A garantia foi dada pelo ministro da Economia e da Coesão Territorial, Manuel Castro Almeida, esta terça feira, no parlamento, na Comissão de Economia e Coesão Territorial, conjunta com a Comissão da Reforma do Estado e Poder Local.
Castro Almeida garantiu ainda que o Governo “tudo fará” para que o Alentejo não seja prejudicado “por qualquer alteração administrativa de fronteiras que tenha sido feita”.
O governante falava aos deputados na sequência de um requerimento apresentado pelo Chega, sobre a “previsão do Alentejo ter uma redução em cerca de 700 milhões de euros no respeitante aos fundos europeus de coesão da União Europeia, previstos para 2028-2034″, hipótese que já tinha sido afastada, no passado dia 06 de maio, pelo presidente da Comissão de Coordenação e Desenvolvimento Regional (CCDR) do Alentejo, Ricardo Pinheiro.
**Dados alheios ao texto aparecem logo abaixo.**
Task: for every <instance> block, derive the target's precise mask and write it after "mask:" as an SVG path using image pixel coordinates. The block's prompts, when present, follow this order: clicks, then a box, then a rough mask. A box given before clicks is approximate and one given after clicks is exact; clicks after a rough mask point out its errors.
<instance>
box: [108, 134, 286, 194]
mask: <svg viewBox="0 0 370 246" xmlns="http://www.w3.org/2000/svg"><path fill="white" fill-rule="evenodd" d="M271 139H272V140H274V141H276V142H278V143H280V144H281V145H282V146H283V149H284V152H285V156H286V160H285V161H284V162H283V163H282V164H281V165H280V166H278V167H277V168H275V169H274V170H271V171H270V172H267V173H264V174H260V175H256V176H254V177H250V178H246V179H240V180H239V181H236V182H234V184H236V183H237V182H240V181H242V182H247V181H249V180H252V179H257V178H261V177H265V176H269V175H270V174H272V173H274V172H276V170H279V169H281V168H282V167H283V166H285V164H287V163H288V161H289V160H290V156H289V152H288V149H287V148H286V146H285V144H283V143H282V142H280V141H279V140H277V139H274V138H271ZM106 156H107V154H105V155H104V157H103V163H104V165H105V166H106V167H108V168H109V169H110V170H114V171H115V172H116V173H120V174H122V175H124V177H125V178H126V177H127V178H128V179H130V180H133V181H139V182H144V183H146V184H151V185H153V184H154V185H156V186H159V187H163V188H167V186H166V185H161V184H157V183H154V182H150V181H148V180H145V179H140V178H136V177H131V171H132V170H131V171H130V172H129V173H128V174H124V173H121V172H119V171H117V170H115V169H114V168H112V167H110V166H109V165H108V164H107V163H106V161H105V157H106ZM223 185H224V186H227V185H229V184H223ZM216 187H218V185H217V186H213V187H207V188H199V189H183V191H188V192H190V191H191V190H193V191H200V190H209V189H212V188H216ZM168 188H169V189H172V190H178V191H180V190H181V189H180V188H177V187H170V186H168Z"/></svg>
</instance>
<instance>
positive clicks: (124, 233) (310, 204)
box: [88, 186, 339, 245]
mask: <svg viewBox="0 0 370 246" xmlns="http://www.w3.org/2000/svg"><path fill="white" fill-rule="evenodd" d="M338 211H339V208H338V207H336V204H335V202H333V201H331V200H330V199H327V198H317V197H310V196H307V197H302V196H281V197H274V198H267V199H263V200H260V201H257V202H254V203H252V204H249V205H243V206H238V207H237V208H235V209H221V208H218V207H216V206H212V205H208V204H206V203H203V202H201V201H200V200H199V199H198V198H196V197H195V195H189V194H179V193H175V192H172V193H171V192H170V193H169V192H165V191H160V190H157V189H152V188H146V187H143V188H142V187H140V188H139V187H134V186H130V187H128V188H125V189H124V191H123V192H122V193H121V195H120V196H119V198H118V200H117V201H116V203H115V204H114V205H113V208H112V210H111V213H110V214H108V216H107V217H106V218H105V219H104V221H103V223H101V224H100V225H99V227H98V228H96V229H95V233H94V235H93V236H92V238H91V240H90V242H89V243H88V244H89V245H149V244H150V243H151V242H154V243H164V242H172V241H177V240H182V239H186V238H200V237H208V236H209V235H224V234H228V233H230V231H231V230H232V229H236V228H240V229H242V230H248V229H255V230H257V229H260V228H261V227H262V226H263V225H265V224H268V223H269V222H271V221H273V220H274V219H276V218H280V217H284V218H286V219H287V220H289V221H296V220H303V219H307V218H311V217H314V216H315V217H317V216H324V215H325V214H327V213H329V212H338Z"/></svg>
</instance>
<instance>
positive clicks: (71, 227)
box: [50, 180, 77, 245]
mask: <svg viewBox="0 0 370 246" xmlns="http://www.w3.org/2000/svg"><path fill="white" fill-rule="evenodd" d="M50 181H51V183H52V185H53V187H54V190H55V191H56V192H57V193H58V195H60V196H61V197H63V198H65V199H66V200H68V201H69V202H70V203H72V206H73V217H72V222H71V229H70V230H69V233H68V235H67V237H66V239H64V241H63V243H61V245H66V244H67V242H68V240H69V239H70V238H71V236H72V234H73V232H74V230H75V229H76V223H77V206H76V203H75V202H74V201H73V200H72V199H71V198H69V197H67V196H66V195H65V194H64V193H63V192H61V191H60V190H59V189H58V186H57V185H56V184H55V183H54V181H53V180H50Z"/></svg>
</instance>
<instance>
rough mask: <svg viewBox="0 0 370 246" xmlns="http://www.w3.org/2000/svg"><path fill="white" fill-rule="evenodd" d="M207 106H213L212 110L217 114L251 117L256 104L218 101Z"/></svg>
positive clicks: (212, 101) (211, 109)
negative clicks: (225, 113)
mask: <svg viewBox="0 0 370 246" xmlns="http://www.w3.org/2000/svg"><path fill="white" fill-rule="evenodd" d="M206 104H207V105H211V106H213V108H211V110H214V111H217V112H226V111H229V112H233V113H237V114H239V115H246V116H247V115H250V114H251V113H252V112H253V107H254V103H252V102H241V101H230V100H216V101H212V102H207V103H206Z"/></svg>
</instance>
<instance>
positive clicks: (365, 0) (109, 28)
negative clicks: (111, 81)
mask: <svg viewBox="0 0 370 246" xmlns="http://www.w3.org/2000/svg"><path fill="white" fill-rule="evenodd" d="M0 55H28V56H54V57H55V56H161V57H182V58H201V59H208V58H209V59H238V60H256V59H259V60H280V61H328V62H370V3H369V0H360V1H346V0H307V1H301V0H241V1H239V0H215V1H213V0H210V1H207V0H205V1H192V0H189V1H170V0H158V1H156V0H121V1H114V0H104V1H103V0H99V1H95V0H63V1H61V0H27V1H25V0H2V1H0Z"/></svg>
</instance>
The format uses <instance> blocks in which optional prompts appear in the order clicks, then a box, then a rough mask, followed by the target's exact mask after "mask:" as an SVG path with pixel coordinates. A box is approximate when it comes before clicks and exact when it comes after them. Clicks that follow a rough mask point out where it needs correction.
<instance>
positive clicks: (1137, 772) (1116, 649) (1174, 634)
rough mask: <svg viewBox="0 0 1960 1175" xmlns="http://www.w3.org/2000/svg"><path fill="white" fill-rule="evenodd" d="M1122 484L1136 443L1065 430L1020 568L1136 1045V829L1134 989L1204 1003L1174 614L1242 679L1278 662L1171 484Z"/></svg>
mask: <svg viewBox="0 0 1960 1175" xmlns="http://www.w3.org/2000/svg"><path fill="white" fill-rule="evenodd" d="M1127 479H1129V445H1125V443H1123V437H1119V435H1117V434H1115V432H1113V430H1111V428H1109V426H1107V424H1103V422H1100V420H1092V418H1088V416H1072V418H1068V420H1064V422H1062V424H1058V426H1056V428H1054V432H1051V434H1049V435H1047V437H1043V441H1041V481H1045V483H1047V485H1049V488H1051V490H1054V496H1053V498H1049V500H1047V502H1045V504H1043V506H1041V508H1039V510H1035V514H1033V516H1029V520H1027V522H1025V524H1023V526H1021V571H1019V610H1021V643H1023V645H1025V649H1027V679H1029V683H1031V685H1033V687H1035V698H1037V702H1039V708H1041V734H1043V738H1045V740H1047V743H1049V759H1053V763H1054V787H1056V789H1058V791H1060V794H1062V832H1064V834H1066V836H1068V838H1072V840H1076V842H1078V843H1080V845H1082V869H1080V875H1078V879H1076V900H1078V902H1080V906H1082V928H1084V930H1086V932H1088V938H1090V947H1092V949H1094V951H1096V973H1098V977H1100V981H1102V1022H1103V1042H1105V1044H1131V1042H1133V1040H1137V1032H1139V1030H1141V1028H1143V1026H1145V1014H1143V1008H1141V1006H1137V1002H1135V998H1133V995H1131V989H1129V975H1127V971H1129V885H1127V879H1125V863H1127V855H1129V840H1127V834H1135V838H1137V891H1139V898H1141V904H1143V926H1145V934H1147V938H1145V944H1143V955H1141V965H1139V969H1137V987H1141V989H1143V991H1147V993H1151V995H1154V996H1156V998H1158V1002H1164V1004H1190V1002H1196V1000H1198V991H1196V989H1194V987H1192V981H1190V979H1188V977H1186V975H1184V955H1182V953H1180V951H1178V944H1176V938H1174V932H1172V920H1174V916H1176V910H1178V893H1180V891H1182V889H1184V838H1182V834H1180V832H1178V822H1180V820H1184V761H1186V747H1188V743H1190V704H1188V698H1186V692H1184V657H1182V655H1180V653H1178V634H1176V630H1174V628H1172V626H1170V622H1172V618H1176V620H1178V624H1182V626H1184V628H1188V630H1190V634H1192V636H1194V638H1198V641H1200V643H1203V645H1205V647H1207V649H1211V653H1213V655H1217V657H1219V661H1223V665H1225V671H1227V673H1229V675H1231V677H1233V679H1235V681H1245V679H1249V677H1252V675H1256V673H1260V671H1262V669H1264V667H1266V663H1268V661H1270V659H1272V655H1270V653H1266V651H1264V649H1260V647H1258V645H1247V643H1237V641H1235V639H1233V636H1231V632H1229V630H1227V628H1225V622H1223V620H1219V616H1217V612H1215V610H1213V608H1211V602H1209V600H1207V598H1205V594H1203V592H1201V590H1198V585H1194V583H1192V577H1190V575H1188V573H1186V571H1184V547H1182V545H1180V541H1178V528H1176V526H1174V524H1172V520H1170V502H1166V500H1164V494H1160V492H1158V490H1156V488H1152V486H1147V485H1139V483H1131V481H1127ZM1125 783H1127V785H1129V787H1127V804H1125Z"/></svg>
Ouvido no parlamento numa audição conjunta das comissões de Economia e Coesão Territorial e da Reforma do Estado e Poder Local, o dirigente admitiu, porém, que o Alentejo e todas as outras NUTS II estão preparados “para perder alguma coisa, fruto do contexto europeu”.
Com esta nova reorganização das NUTS II, que retirou ao Alentejo os 11 concelhos da Lezíria do Tejo, o produto interno bruto (PIB) per capita regional pode subir acima dos 75%, devido ao desenvolvimento de Sines, deixando a região de ser considerada de convergência.